West Beach Village has been controversial from the beginning. Developer Mike Rink proposed the 218 residential unit and commercial facility in 2008 but local residents and environmentalists said a development of that size so near the Adams River would impact the world-renowned sockeye salmon run.
In 2009 Rink applied for development permits and was working within the parameters of zoning and official community plan bylaws.
That same year, however, the CSRD contemplated legal action after receiving a petition from residents asking them to stop the development. The residents said Rink was circumventing the zoning and subdivision rules by selling long-term RV leases and condo and home leases under the guise of camping and motel use.
The CSRD received legal advice not to pursue the matter.

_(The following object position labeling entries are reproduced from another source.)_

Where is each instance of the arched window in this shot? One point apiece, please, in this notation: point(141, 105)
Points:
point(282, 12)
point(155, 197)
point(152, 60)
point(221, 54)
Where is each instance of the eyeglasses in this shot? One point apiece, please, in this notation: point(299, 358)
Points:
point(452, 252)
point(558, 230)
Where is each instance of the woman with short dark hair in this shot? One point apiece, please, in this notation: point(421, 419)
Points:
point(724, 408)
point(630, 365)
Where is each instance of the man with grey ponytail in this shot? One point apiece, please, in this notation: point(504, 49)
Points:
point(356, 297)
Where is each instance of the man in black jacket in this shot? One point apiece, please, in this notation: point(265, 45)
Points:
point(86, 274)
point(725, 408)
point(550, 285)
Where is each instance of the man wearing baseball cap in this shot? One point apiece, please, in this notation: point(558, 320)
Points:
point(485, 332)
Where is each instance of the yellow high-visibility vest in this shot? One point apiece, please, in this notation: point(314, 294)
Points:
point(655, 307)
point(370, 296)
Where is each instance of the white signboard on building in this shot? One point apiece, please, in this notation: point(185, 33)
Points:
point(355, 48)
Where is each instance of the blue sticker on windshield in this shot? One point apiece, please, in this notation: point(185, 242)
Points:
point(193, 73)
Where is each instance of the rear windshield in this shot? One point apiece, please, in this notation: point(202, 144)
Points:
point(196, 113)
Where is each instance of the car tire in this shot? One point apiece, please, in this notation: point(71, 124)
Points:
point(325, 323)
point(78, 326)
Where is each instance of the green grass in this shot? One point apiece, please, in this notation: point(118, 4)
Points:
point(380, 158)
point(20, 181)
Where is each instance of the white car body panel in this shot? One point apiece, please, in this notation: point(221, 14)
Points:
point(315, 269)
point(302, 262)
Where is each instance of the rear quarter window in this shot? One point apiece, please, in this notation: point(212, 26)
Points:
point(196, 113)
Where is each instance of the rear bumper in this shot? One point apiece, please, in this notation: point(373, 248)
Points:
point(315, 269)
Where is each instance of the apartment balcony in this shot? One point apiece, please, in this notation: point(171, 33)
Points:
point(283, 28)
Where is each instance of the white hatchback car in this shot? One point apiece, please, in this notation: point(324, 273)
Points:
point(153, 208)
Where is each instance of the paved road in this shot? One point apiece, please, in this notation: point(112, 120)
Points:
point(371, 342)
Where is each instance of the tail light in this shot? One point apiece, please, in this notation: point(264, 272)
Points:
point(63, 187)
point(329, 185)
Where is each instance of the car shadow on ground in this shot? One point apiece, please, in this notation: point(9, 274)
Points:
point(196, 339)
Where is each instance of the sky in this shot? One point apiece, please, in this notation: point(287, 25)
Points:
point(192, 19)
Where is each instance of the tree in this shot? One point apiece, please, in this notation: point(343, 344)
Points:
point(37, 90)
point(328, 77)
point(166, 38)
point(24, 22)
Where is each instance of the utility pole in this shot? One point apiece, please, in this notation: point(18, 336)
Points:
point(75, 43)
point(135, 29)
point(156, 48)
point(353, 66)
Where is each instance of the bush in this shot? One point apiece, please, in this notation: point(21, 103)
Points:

In 2010 Rink faced a civil lawsuit from a group of five sub-contractors who claimed Rink never paid them for the work they did at the West Beach site in 2008 and 2009.
The five companies: Westend Shuswap Concrete and Gravel, Engel Electric, Highland Powerlines Ltd., L Coster Land Surveying and Rona Revy, were seeking over $500,000.
Commenting on the current direction to seek a court injunction, Oszust said although enforcement “can be a challenge” the CSRD has a responsibility to the people to enforce regulations.
Delisle said despite patience, the developer is refusing to co-operate.
“We felt we’ve given them every opportunity to deal with us,” said Delisle, “and they haven’t.”